I don’t intend to put this behind me. I will keep it with me. Beside me. To let it guide me not only toward greater openness, but to do the work to fight the forces we are united against. To create a world where every woman has the resources, support, and opportunity she needs to create the life and family that serves her best.”
The comments were overwhelmingly positive, and I’m not so humble that I’m not proud of myself for crafting that response and for the praise I got for doing so.
As the discussion in the comments continued, my gears kept turning and I added
A related area of thought this has surfaced is how women earn social capital. The big three are:
1) Beauty
2) Youth
3) Caretaking and selflessness
There is a hierarchy to how we earn #3
Raising children
Birthing (but not too many or to few)
Caring for other's children (and elders)
Caring for animals
If you're not even caring for a pet, are you even a woman?

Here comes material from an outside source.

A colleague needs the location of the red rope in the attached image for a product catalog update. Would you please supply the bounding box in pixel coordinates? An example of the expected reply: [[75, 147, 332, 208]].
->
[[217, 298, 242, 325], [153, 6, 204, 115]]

It gets even more complicated when we layer race and wealth over these areas. BIPOC and poor women are often not privileged for birthing or raising children, and are elevated when they caring for other (especially white) children and elders
(If you're not watching Atlanta please do, there was an episode about this recently that was very well done)
That society demands we earn this capital is... exhausting. It's hard to parse out what truly serves us. What is fulfilling and what we're doing to meet out culture's demands. To ask, "Who does this system serve?"
Ironically (or maybe coincidentally? I sometimes get them confused) I spent Mother’s Day this year with a relative who has never had children, and was devoted to her pets, both of whom lived long lives, and the last of whom had recently died.
As we were driving around and having a fun day, I said I’d love to have her visit and stay with me. She said, “Well, I can do that more easily now. I know it’s not like having kids, but I’ve been coming home to a dog for more than twenty years. It’s hard not too. I’ve planned my life and my days around feeding and walking them and what they needed. It’s weird and hard to not have to do that anymore.”
She sounded exactly like I did when I became and empty nester, and I said so, “I get it. By the time Max went to college, he didn’t take up that much of my actual time. He was almost totally independent and self-sufficient, but it was the headspace he took up. I thought constantly and instinctively about where he was, what he was doing, and what he needed all of the time. That ‘I gotta get home’ or ‘I need to tell him when I’ll be back’ feeling took a long time to get over.”
I’ll never know what it feels like to care for a pet. She’ll never know what feels like to be a mother. And we each absolutely knew how the other felt.
Lara Sez…
Recs will resume next week!
Great post!!! This resonated with me on so many levels. I have always had a dog. I struggled with infertility as well as being a single mom. The world just looks at you different as a single mom who adopts. I look at my pets as my companions not as my kids. The term fur baby annoys me. They are not my children. They are my responsibility, I care for them and love them but not my kids. They are my best buddies. They are very much part of the family. Having a child, raising a child, different. I always wanted to be a mother and a totally different journey. Although adopting my last dog had more paperwork and home visits than adopting my daughter. Keep telling your stories!!!
Lara, as a 59 year old dog owner and not a mother, I truly appreciate your post, even though it's a re-run--I haven't read it before. This mother's day I avoided my mother in law --I was angry at her for not showing up for my husband. I've had many tough mothers days, both my older sisters are mothers and we lost our mother when I was seventeen. I got married at 46, to a childman and I never wanted children until I was too old to have one. I probably was not meant to be a mother, and I'm grateful I never had to make a choice. All that said, when my oldest sister texted me "happy dog mom's day" the other day, it made me happy in a silly way. I appreciated your thoughts and also how pain has helped you grow. Pain helps me grow too.